Да, я его получил! Через пять лет, начиная с сегодняшнего дня, Гетен станет членом Экумены. Ответ был утвердительным и очень ясным. Никаких загадок, никаких двусмысленностей. Даже тогда я сознавал, что ответ этот представляет собой не столько пророчество, сколько результат наблюдений и опыта. Я не мог отделаться от ощущения, что ответ этот абсолютно верен, тем более что он совпадал с моими собственными воззрениями. Ответ Предсказателей обладал логической ясностью и чистотой обоснованного предвидения.

Экумена владеет целым флотом космических кораблей, умеет перемещать тела и предметы в пространстве почти мгновенно на любые расстояния и в любые миры; нам ведома телепатия, однако предвидение, предчувствие мы пока еще приручить не сумели. Для того чтобы постичь эту науку, необходимо попасть на Гетен.

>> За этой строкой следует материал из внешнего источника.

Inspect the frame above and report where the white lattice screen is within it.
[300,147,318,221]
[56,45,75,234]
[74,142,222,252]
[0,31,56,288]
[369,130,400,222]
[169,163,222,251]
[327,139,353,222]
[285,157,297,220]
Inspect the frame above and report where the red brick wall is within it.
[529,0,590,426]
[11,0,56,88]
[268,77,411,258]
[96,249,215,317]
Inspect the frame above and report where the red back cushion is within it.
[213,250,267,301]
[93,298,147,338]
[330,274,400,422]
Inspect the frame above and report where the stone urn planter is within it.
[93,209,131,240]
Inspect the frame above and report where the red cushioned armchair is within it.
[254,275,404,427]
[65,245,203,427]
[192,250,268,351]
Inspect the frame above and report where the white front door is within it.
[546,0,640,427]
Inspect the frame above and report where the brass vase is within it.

- Я - как бы нить накаливания, - объяснял мне Фейкс через день или два после сеанса предсказания. - Наша общая энергия нарастает как вовне, так и внутри нас, исходит наружу и возвращается назад, каждый раз вдвое усиливая свой импульс, пока не происходит прорыв; тогда в меня входит свет, окружает меня, и я сам как бы становлюсь этим светом… Один Старик из Цитадели Арбин однажды сказал мне: если бы Ткача удалось в момент ответа поместить в вакуум, он продолжал бы гореть годами. Именно так трактует учение Йомеш состояние, в котором оказался Меше: он ясно видел прошлое и будущее не один лишь миг, а в течение всей своей жизни - из-за вопроса, заданного лордом Шортхом. В это трудно поверить. Я сомневаюсь, что человек способен такое вынести. Впрочем, неважно…

Нусутх - вечный и двусмысленный ответ ханддаратов. Как и всегда.

Мы шли рядом по дорожке, и Фейкс посмотрел на меня. Лицо его - одно из самых красивых человеческих лиц, какие я когда-либо видел, - тонкое и твердое одновременно, казалось вырезанным из камня.

- Во Тьме, - сказал он, - нас было десять; не девять. Там был кто-то еще, не Предсказатель.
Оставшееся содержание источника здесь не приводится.